How it works
A Mortise lock includes a latch and dead latch pin. When the lock is in the closed position, the latch is extended (securing the door) and the dead latch pin is pushed in. This internally pins the latch so that the door can’t be opened by sliding a plastic card in against the latch. The device operates the latch and dead latch pin as follows: In the secure condition, the latch is captured in a cavity against the latch plunger while the dead latch pin is pushed in by a flush finger plate. The lock is released in two quick steps. First the finger plate draws back which releases the dead latch pin and then the latch plunger and finger plate move forward together which releases the door. When the door is re-closed, the device automatically re-secures it including re-establishing full dead latch security.

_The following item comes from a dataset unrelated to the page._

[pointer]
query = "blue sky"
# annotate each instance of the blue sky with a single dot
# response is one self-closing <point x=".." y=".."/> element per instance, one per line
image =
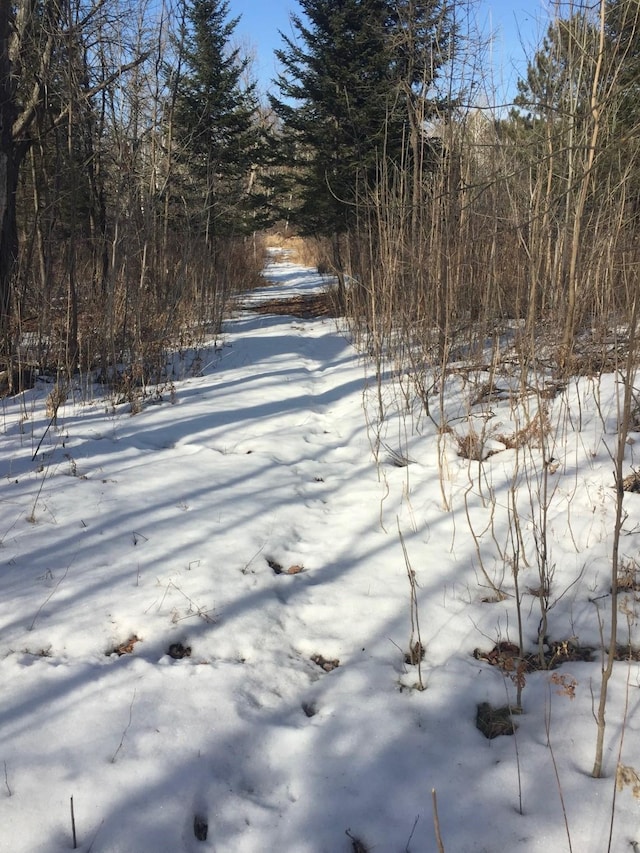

Adjustment to any mortise lock
The chief problem with procuring electric strikes to work with North American Mortise Locks is that there is no standard or commonality among the lock manufacturers as to the vertical position of the latch and dead latch pin in the standard ANSI 4 7/8 door preparation. This means that the electric strike must be specified and purchased individually to suit the particular Lock model on the door. The device is set by the installer in the field, just prior to installation, to correspond to the Lock model. The latch cavity can be moved anywhere on the mortise face with the finger plate occupying the space above and below the latch cavity. The instructions show the correct setting for all North American mortise lock models and adjustment is done quickly with a screw driver and allen wrench.